By USA Guest Columnist and Pro Angler Boyd Duckett
In recent years on the BASS Elite Series Tour, we have been to places like California and south Texas where throwing big, bulky swimbaits is the norm. Sure, big fish are caught that way, but those baits do not help me when I go back home to Alabama or some other tour stop. Plus, they take up a lot of room in the boat and they are expensive.
Recently, Berkley released its new PowerBait Hollow Belly and it is one of the best swim baits I have ever used. I can skip docks on Lake of the Ozarks, fish for schoolers in place like Clarks Hill or wind it deep at Amistad.
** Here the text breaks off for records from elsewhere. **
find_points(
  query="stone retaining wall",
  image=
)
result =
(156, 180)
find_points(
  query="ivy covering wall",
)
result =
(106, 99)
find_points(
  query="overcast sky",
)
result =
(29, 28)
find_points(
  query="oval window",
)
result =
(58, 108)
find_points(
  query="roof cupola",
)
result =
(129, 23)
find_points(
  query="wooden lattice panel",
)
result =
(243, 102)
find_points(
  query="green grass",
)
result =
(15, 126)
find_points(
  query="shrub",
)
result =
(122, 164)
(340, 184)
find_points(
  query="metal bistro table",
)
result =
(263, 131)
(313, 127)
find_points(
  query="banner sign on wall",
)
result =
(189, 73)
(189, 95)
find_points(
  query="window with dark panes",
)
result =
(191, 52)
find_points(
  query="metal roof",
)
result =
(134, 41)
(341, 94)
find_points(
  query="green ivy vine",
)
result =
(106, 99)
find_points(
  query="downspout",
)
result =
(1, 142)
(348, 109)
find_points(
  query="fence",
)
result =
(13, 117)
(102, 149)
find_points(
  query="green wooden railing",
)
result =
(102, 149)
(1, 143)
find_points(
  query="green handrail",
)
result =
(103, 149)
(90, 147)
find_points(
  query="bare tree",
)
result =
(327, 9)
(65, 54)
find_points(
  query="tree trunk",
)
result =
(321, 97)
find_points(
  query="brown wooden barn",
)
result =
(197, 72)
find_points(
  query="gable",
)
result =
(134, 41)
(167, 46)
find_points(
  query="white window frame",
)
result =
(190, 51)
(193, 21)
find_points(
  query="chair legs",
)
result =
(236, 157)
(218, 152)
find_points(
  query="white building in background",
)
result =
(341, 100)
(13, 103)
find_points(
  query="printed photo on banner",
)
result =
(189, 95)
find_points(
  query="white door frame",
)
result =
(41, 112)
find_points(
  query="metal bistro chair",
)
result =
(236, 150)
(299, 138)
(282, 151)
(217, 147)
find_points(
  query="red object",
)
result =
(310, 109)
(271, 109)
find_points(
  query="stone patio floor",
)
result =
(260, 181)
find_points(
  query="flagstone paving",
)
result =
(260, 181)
This is an important thing to keep in mind in any of the hot, summer months because of the ways we have to adapt in order to catch bass this time of year. The summer is an interesting time for fishing. Typically throughout the South, the fishing can be tough. Not everywhere; you can still catch fish in the summer, but I would rather fish in the dead of winter if I were competing. The reason fishing is so difficult is because the fish are so hard to find. They tend to suspend a lot but will also take advantage of any available cover. Fish will stay shallow or go really deep. Hunting for fish and not being able to consistently pattern them is the primary reason why I don’t enjoy it as much.
But fishing tournaments, I do not get to set the schedule. I have to fish whenever and wherever the tournaments are. I may be in the first flight of the morning or could be the last to blast off. But if I was fishing just for pleasure this time of year, I would really focus my efforts on early morning and late evening. Typically during these times of day, the fish are more active and really keying on bait.
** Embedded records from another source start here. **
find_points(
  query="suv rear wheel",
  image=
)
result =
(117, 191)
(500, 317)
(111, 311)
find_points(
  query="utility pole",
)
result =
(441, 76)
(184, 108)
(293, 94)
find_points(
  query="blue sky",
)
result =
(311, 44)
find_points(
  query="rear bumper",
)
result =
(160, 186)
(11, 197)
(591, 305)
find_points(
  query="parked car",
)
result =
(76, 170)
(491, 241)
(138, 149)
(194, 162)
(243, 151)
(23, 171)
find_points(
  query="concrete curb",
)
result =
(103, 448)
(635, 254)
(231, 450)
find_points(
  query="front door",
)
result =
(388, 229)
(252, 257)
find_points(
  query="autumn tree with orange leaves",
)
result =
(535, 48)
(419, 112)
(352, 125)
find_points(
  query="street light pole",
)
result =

There are lots of situations to use a Hollow Belly, but early and late-day schooling fish is really productive. Cast it out over 30 feet of water where the fish are schooling, count it down to 10, and start winding it slowly back to the boat. This bait will stay in the desired, 8-foot range all the way back to the boat. It does not matter if the fish are suspended in less than 10 feet of water or more than 40, the Hollow Belly gets to where the fish are and stays there.
One of the reasons that the bait is so effective is because you can wind it slower than most other swimbaits and still get the natural appearance and action. That is also the reason you can use it for so many things: wind it on the surface, count it down for deeper fish, fish it in and around grass or skip docks—it does it all.
I rig the Hollow Belly two ways. When fishing shallow, I rig it weedless with the hook that comes in the package. You can have lower hook-up ratios when you rig any bait this way because the hook has to pierce both the bait and the fish’s mouth. But the Hollow Belly is softer and like the name says, has a hollow belly, making it much easier to get the hook in any fish that strikes.
If fishing open water, I rig it with the treble hook. I take a slip sinker and put it inside the bait’s belly. I then take a needle and thread it through the nose of the bait, through the slip sinker and out the belly. On the end of the needle I tie my line. When I pull the needle through, it pulls the line through the nose of the bait, through the weight and out of the belly where I can attach the treble hook. This is great for schooling bass.
When using a Hollow Belly, I use a medium-heavy casting rod, nothing shorter than seven feet. If I am using heavy line in shallow water, I will go with a heavy-action rod, but the medium works best because you want the bass to actually eat this bait a little before you set the hook. When I feel a bite, I drop the rod tip and make sure they are running with it before I set the hook, not a big, sweeping hook set like fishing a crankbait. Plus, with the medium action, you can cast further and more accurately.
For line, I use 15- to 20-pound fluorocarbon line so it does not break off on the hook set. Turning those swimming fish can create a lot of shock on the line. Of course, the more cover in the water, the heavier line you will need. If I am skipping docks with the Hollow Belly—a great way to catch bass in the summer—I will switch to smaller weights and monofilament line.
Boyd Duckett, from Demopolis, Ala., is the 2007 Bassmaster Classic winner and currently fishes the BASS Elite Series.